I grant that some young women suffer psychological damage from this kind of work (as I described in my post there are some more likely to than others, depending on their character types). But not all of them suffer damage, and it is not for me to judge other people as being lazy, greedy whatever because of what type of work they do. Slogging away in a call centre 45 hours a week for a low wage is degrading, so I cannot say I blame people for choosing something that pays more money and has more flexible hours. As I stated, my view is that sexual acts are only worth what we invest into them. Pretty much like the bread and wine in the Christian mass - it's only sacred if you invest sacredness or emotion into it (and I say this as someone who respects religion and the symbolism of ritual).

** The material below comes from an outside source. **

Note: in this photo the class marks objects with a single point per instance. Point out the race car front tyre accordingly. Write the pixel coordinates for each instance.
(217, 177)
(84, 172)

You seem to be objecting to porn on a moral basis (I saw your post on your own blog on this and related issues). This is down to you - but at the end of the day it's not up to the State to legislate on morality.

David Duff said...

I am so very depressed at your response which is, I suppose, summed up in you rown words - "well, at the end of the day we are animals".

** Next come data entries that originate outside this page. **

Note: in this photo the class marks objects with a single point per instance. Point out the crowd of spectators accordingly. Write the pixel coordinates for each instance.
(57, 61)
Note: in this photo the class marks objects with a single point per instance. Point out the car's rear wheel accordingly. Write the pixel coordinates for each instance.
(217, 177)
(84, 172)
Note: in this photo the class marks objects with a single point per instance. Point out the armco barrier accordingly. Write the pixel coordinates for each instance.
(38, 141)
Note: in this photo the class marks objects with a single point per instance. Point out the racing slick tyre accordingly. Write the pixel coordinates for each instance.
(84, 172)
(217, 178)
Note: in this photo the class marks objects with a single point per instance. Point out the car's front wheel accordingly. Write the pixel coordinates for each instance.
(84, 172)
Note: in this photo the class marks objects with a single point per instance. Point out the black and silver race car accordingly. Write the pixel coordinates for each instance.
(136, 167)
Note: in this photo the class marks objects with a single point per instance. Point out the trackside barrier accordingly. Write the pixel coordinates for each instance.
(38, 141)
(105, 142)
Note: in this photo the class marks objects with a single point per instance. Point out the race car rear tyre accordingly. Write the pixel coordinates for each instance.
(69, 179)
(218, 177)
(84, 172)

If that is truly your belief then there is no hope. Bring on rape and pillage, let's have another Gulag, another Auschwitz but whatever happens "it's not up to the State to legislate on morality."

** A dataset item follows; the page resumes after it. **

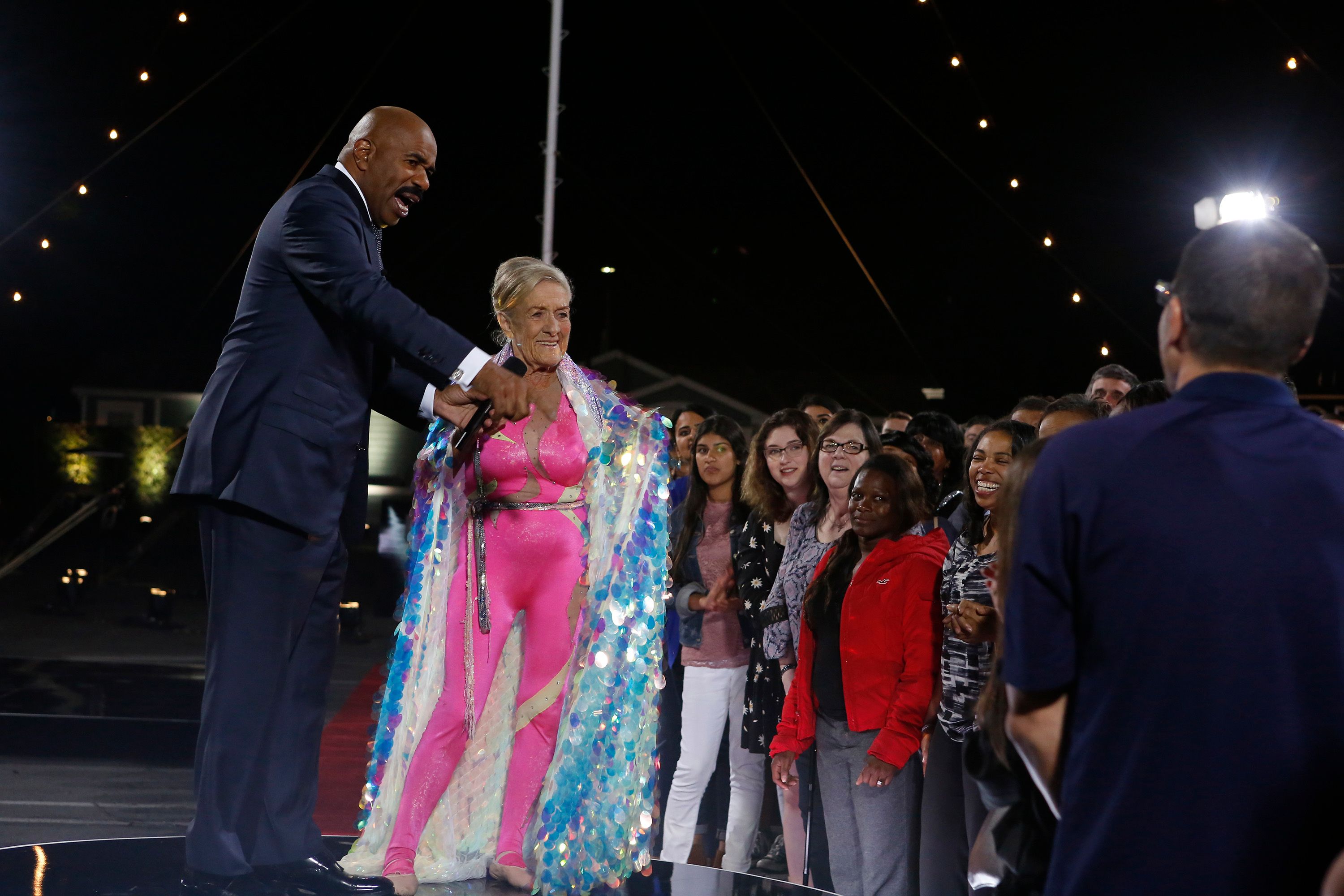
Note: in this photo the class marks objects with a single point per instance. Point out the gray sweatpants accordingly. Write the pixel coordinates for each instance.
(874, 832)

Nonsense, of course, and you know it! It's just the same old, same old, you have your morality and I have mine.

Liz said...

Hi David,

I'm sorry my response depressed you, please don't let it ;)

My comment 'we are all animals' was in response to one of yours about young girls strutting around like them (i.e sexually provocatively). What I was getting at was that at the end of the day sex is an animal act. If anything defines as being human it is not the capacity to mate. It is, I suspect, only humans who have the ability to elevate sex into something romantic, spiritual. But not all sex between humans is like this, some remains of the animal kind.

Of course I know that there are things which distinguish humans from other animals. And I wasn't claiming the State cannot make laws on anything. It can make laws on acts which will harm another person. Sexually - there are limits. I believe it should be (and in fact is) against the law to have sex with an animal or a child. There should be laws against rape. But banning something like porn is very problematic - as that is where you start to blur the line between consensual sex and rape. Providing that the men and women participating in porn are adults and are consenting to the activity it isn't for the State to police what goes on between consenting adults. It seems so far you have just been talking about straight porn involving women. I would like to ask you what your view is on gay porn. When porn has been outlawed it is usually gay porn that is the first to suffer. I'd also add that there are some very young looking men in some gay porn, do you find that exploitative, degrading or potentially damaging? Gay porn is something that is ignored by anti porn feminists and something you seem to be overlooking. I think if one takes your line then you should apply it to both catergories.

I didn't mean to slip into relativism there. I meant that when it comes to matters that are strictly personal (i.e drugs, alcohol, sex) the State should butt out, unless of course it involves children. Grown ups should be treated like grown ups.

David Duff said...

I look forward to seeing your daughter/sister/mother appearing on the raunchier late-night TV channels!

And when it happens I look forward to your brave liberal defence that "Grown ups should be treated like grown ups".

Liz said...

Grow up, David. Whether or not it would be her finest hour is indeed debatable, but if my sister decided to do what you describe it would be her business, not mine. Ditto my mother or daughter (providing she was old enough). But I doubt my mother would go on there, she is a little old for that kind of thing! Sorry to disappoint, but I'm not one of those hypocrites who believes these things to be ok for others yet not women in their family. Ultimately it is their decision, whether they are related to me or not. So yes, grown ups should be treated like grown ups. And that includes members of my family.